For all the heated discussions on the threats and benefits AI poses to the workforce, a good guiding principle is to remember it’s your people who will actually be using the technology. Therefore, their view on GenAI usage matters the most. I urge business leaders to closely listen to how their people want to safely experiment and use AI, inside and outside of the workplace.

After all, they know better than anyone where it can make a true and recognisable difference.


Bias in, bias out

According to the MIT Technology Review and Thoughtworks joint report on ethical technology priorities, combatting AI bias is a prominent concern. But, bias in technology isn’t a new problem. Take the internet for example. If we ask a search engine a question we are likely getting our answer from the first sources which appear. They may be, unbeknownst to us, sponsored. This answer will likely differ from other sources, making the information we have absorbed bias to one point of view. For example, pre-set user choices or defaults in searches can influence your selections and choices, which means you may be choosing not the most reliable or relevant source. Naturally, we’re seeing similar bias problems spill over into GenAI adoption, from hiring processes to finance creditworthiness. It is crucial to remember that not all AI solutions are built following the kind of robust engineering practices you’d expect.

Our consumer AI research data additionally found that when respondents were surveyed on their top ethical concerns, 47% stated ‘human societal bias’ as a concern. Breaking the bias means involving a range of individuals from diverse backgrounds who can look at algorithmic considerations to give feedback to the AI system. An essential part of this means diving into a range of metrics – not just performance – such as data and fairness. AI is moving fast, so these conversations are becoming more and more commonplace in businesses.


Don’t be lulled into a false sense of security

As AI becomes more advanced and integrated into software and everyday tasks, there’s a risk of people relying on it too much in the workplace. For example, a developer might blindly trust AI-generated code, or an autonomous car driver might become overly confident in the car’s autopilot features.

It’s crucial to test AI models properly and ensure they’re not rushed to market. Instead, follow the same tried and tested principles used in good product development, and crucially remember that changes can be undone if they don’t work as expected before they go to market.

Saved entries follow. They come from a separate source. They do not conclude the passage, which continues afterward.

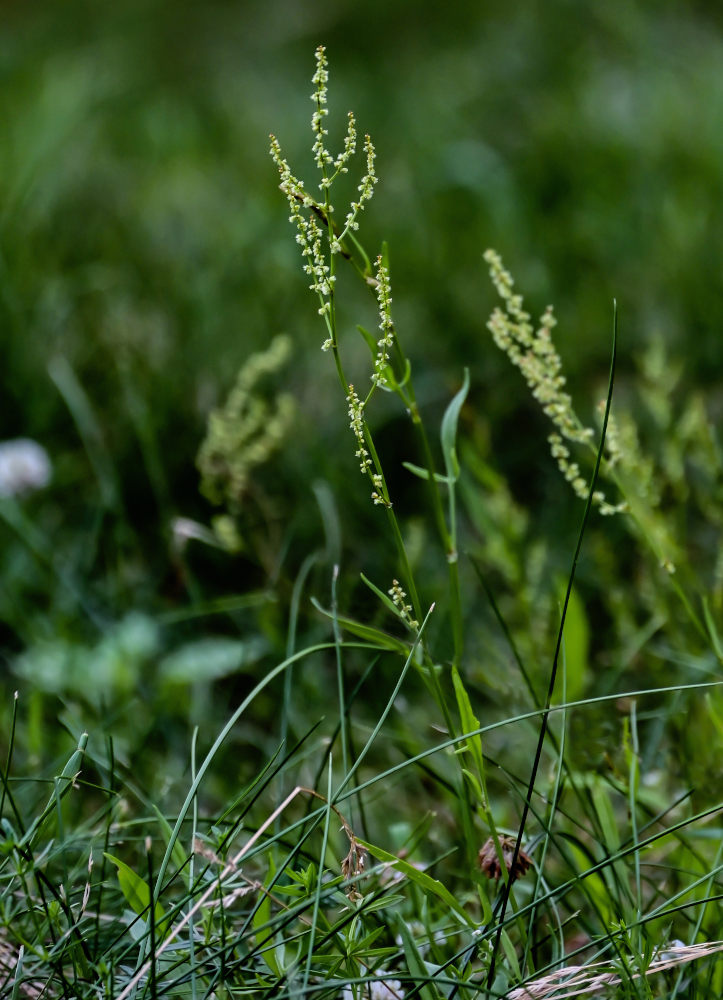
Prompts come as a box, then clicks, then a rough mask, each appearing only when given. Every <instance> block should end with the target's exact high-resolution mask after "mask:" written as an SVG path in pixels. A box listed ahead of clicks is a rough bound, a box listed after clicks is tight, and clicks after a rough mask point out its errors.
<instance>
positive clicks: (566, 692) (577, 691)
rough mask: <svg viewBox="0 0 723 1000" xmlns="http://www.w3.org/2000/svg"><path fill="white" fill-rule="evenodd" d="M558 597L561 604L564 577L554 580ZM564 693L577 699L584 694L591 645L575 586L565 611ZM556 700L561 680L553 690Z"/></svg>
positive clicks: (561, 691) (571, 699)
mask: <svg viewBox="0 0 723 1000" xmlns="http://www.w3.org/2000/svg"><path fill="white" fill-rule="evenodd" d="M556 589H557V597H558V600H559V602H560V606H562V604H563V601H564V600H565V593H566V591H567V580H563V579H562V577H560V578H559V579H558V581H557V588H556ZM563 639H564V643H565V646H564V649H565V679H566V683H565V696H566V699H567V701H577V700H578V698H580V697H581V696H582V694H583V691H584V689H585V683H586V680H587V676H588V650H589V647H590V626H589V625H588V622H587V614H586V613H585V605H584V604H583V601H582V598H581V597H580V595H579V593H578V592H577V590H576V589H575V588H574V587H573V588H572V590H571V591H570V600H569V602H568V605H567V614H566V615H565V632H564V636H563ZM555 700H556V701H557V702H558V703H559V702H561V701H562V683H559V687H558V689H557V691H556V698H555Z"/></svg>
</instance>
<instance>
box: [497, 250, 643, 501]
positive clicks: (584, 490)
mask: <svg viewBox="0 0 723 1000" xmlns="http://www.w3.org/2000/svg"><path fill="white" fill-rule="evenodd" d="M484 259H485V261H486V262H487V264H488V265H489V271H490V278H491V279H492V284H493V285H494V287H495V289H496V291H497V294H498V295H499V297H500V298H501V299H502V304H503V308H500V307H499V306H498V307H496V308H495V309H494V310H493V311H492V315H491V316H490V319H489V322H488V323H487V328H488V329H489V331H490V333H491V334H492V339H493V340H494V342H495V344H496V345H497V347H499V349H500V350H501V351H504V353H505V354H506V355H507V357H508V358H509V359H510V361H511V362H512V364H513V365H515V366H516V367H517V368H519V370H520V372H521V373H522V376H523V377H524V379H525V382H526V383H527V385H528V387H529V389H530V392H531V393H532V395H533V397H534V398H535V399H536V400H537V402H538V403H539V404H540V406H541V407H542V411H543V413H544V414H545V416H547V417H549V419H550V420H551V421H552V423H553V425H554V428H555V429H554V430H553V431H552V432H551V433H550V434H549V435H548V438H547V442H548V444H549V445H550V452H551V454H552V457H553V458H554V459H555V462H556V463H557V467H558V468H559V470H560V472H561V473H562V474H563V476H564V477H565V479H566V480H567V481H568V483H570V486H571V487H572V489H573V490H574V492H575V494H576V496H578V497H580V499H582V500H586V499H587V490H588V484H587V480H586V479H585V478H584V477H583V475H582V473H581V471H580V466H579V465H578V463H577V462H575V461H572V460H571V452H570V448H569V447H568V444H567V443H566V442H570V443H572V444H582V445H585V446H587V447H588V448H589V449H591V451H592V453H593V454H594V453H595V445H594V443H593V438H594V435H595V432H594V430H593V429H592V427H586V426H585V425H584V424H583V423H582V421H581V420H580V418H579V417H578V415H577V413H576V412H575V409H574V407H573V404H572V398H571V396H570V395H569V393H567V392H566V391H565V381H566V380H565V376H564V375H563V374H562V360H561V358H560V355H559V354H558V353H557V349H556V347H555V345H554V343H553V340H552V331H553V329H554V328H555V326H556V325H557V320H556V319H555V315H554V313H553V310H552V306H548V307H547V309H545V312H544V313H543V314H542V317H541V318H540V325H539V327H538V328H537V330H535V329H534V327H533V326H532V324H531V322H530V318H531V317H530V314H529V313H528V312H526V311H525V309H524V306H523V300H522V296H521V295H519V294H517V293H515V292H514V290H513V286H514V280H513V278H512V275H511V274H510V272H509V271H507V270H506V269H505V267H504V265H503V263H502V258H501V257H500V255H499V254H498V253H497V252H496V251H495V250H487V251H486V252H485V255H484ZM612 440H613V442H616V441H618V437H617V436H616V435H615V434H614V432H613V435H612ZM608 450H609V451H610V444H609V443H608ZM609 458H610V459H611V460H613V461H617V460H619V458H620V454H619V451H615V452H611V453H610V456H609ZM610 464H611V462H610V460H609V461H608V467H610ZM593 501H594V502H595V503H596V504H597V506H598V507H599V509H600V513H601V514H607V515H609V514H619V513H621V512H622V511H625V510H627V509H628V507H627V504H626V503H625V502H624V501H623V502H621V503H618V504H611V503H608V501H607V500H606V499H605V494H604V493H603V492H602V491H601V490H596V491H595V493H594V494H593Z"/></svg>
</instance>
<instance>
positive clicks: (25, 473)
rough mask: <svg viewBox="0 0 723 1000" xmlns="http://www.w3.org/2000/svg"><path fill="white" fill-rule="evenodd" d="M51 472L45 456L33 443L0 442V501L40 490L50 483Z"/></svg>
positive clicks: (46, 459)
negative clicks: (34, 491) (6, 497)
mask: <svg viewBox="0 0 723 1000" xmlns="http://www.w3.org/2000/svg"><path fill="white" fill-rule="evenodd" d="M52 472H53V467H52V465H51V464H50V459H49V458H48V453H47V451H46V450H45V448H43V447H42V445H39V444H38V443H37V441H31V440H30V438H15V439H14V440H12V441H0V497H14V496H19V495H20V494H21V493H30V492H32V491H33V490H39V489H42V487H43V486H47V485H48V483H49V482H50V477H51V475H52Z"/></svg>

Despite concerns about AI taking jobs or posing threats, remember that your employees will be the ones using this technology. Consider how AI impacts your workforce and find a balance between encouraging them to embrace AI innovation and addressing potential issues like privacy and intellectual property. To redress these biases, we must learn to be curious and engage with a wide range of voices to work together to enact change. Let your employees have a say in how AI enhances their work since they know where it can be most beneficial.